Implanté dans une zone toujours exposée à des violences récurrentes, le projet constitue l’un des plus importants investissements énergétiques en Afrique. TotalEnergies a d’ailleurs sollicité auprès des autorités de Maputo une prolongation de dix ans de sa concession, soit bien au-delà de la durée du retard accumulé depuis l’arrêt des travaux.
Estimé à près de 20 milliards de dollars, Mozambique LNG repose sur l’exploitation de champs gaziers situés en eaux profondes, à environ 2 000 mètres sous la surface de l’océan. Le gaz extrait doit être transporté par un gazoduc sous-marin vers un vaste complexe industriel à terre, où il sera liquéfié avant d’être exporté vers les marchés internationaux.
La relance du projet intervient toutefois dans un contexte controversé. Plusieurs ONG environnementales dénoncent ce qu’elles qualifient de « bombe climatique », accusant l’initiative d’aggraver les émissions de gaz à effet de serre et d’être associée à de graves violations des droits humains, ainsi qu’à des crimes présumés contre des civils dans la région.
Sur le plan financier, les incertitudes demeurent. En décembre dernier, le Royaume-Uni a annulé un financement de 1,15 milliard de dollars initialement prévu en soutien au groupe français, jugeant l’investissement trop risqué en raison de la situation sécuritaire. Les Pays-Bas envisagent également de se retirer du projet, ce qui pourrait compliquer davantage son bouclage financier.

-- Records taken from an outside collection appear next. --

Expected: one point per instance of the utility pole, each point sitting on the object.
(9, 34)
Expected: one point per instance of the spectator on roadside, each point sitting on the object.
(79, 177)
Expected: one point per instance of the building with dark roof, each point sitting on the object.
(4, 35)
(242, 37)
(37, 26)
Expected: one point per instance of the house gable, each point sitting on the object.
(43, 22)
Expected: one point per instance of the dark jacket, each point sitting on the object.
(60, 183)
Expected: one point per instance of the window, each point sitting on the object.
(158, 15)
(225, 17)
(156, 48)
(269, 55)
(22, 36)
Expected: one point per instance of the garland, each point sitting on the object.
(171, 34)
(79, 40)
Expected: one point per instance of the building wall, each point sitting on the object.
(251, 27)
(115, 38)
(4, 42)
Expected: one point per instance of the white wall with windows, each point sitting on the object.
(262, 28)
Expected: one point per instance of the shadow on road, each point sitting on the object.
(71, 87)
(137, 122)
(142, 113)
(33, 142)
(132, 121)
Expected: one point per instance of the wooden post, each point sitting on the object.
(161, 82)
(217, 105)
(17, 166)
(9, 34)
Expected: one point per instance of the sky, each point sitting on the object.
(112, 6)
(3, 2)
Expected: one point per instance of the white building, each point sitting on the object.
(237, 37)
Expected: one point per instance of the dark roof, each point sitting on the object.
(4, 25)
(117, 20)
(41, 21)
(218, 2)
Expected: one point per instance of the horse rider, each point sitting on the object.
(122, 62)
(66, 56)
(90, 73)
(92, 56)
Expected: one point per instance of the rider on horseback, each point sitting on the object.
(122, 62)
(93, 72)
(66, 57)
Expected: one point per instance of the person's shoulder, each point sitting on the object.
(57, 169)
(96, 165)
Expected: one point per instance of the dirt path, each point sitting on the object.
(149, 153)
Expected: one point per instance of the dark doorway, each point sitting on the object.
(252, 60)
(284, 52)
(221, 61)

De son côté, le gouvernement mozambicain a salué la reprise des activités dans un communiqué officiel, affirmant être « capable de surmonter les défis et de restaurer la confiance des investisseurs nationaux et étrangers ». Pour Maputo, Mozambique LNG reste un levier stratégique pour stimuler la croissance, renforcer les recettes d’exportation et repositionner le pays comme un acteur majeur du gaz naturel en Afrique.